Architectural treasure: Michael Glawogger’s cinematic ode to the National Library of Russia

If buildings could talk what would they say? Filmmaker Michael Glawogger turns his camera on the National Library of Russia in St Petersburg to answer this question for Cathedrals of Culture, a six-part 3D documentary masterminded by Wim Wenders

14 July 2014
Text Maria Pasholok

The camera starts on Nevsky Prospekt, the main avenue that runs through St Petersburg, before transferring its gaze to the National Library of Russia, one of the world’s most eminent libraries. A narrator interjects, quoting Gogol and Chekhov and other Russian literary giants. As the camera moves through the library’s tome-filled halls it becomes apparent that the voice belongs not to a human but the building itself.

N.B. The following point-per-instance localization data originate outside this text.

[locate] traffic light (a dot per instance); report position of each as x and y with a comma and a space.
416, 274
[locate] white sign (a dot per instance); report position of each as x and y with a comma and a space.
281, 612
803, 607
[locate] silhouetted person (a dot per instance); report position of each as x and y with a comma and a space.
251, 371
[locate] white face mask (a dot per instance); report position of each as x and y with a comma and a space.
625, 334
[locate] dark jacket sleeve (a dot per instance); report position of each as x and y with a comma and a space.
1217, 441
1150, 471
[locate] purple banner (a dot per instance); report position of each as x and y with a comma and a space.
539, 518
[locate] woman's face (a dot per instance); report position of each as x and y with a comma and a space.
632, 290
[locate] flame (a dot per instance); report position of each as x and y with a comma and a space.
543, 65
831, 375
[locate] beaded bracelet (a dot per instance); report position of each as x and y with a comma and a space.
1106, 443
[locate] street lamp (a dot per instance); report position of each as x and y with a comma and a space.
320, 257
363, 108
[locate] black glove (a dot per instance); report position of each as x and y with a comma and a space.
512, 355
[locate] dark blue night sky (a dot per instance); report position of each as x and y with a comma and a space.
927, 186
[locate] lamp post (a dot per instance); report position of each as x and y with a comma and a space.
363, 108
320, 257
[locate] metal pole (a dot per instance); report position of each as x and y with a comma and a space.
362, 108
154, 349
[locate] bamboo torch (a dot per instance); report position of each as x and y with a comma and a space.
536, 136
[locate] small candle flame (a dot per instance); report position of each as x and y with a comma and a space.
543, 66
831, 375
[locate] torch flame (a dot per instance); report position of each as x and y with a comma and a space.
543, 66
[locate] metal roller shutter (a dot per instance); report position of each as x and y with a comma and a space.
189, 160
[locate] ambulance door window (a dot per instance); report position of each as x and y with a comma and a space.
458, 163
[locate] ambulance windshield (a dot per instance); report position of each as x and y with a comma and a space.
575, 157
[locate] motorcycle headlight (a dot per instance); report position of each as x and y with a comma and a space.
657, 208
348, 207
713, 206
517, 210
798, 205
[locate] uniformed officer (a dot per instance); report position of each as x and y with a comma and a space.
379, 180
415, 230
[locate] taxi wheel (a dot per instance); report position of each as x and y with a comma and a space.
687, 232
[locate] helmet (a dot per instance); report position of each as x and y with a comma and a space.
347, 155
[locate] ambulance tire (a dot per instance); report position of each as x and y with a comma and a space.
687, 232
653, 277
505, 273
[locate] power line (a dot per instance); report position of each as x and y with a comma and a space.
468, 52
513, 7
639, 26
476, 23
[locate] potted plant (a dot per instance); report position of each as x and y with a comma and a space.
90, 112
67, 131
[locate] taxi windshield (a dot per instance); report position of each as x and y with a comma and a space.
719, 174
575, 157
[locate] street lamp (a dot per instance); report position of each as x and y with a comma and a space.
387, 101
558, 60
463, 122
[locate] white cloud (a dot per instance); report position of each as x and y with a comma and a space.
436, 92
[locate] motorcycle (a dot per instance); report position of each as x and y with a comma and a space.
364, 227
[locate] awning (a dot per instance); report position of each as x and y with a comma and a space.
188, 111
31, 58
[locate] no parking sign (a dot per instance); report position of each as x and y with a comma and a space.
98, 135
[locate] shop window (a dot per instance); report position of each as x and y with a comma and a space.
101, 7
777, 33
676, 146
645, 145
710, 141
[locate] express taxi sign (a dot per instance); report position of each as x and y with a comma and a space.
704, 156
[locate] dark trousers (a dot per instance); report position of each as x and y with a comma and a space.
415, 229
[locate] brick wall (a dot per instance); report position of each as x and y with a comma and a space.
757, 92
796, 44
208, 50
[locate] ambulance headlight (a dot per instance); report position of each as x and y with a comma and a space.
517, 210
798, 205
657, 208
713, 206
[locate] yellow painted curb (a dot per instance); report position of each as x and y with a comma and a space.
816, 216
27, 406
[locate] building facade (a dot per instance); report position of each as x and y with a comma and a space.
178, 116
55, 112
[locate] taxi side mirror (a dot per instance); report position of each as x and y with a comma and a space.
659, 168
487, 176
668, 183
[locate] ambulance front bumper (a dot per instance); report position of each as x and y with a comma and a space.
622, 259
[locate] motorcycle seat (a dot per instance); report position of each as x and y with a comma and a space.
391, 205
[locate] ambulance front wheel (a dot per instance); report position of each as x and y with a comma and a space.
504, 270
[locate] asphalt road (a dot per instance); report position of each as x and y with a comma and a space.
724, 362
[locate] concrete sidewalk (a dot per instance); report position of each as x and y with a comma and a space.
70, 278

Founded by Catherine the Great in 1795, today the iconic library is staffed by middle-aged babuskhas and their high-heeled assistants. The use of a female narrator reflects this culture while the camera follows the library’s employees as they leaf through the pages of leather-bound volumes. With its gilded interiors and high-vaulted, wood-panelled rooms the building, which is home to more than 20 million books including the entirety of Voltaire’s library, is a national treasure. Its significance and architectural splendour was not lost on Austrian director Michael Glawogger, who chose the library as the subject of a 30-minute documentary before he died from malaria in April this year.

Glawogger’s film joins five others to make Cathedrals of Culture, an ambitious six-part conceptual 3D documentary masterminded by Wim Wenders. For his project, Wenders put the following question to five filmmakers: if buildings could talk, what would they say? From a state library to a state prison, each director has turned the camera on a building they admire to explore its “soul”.

The Oslo Opera House, Norway

“With Cathedrals of Culture, we wanted to reverse the traditional narrative perspective of architecture films and develop a new access to these amazing buildings by letting them speak for themselves,” Wenders told Screen Daily. “We wanted to explore their soul, not architectural fact.” Wenders took as his subject the Berlin Philharmonic in Germany, the innovative design of which has inspired imitations such as the Los Angeles Walt Disney Concert Hall, while Robert Redford went for the Salk Institute in California. Danish filmmaker Michael Madsen turned his gaze on Haldan Prison in Norway, Norwegian director Margreth Olin chose the Oslo Opera House and Brazil’s Karim Aïnouz’s created a cinematic ode to the Pompidou Centre in Paris.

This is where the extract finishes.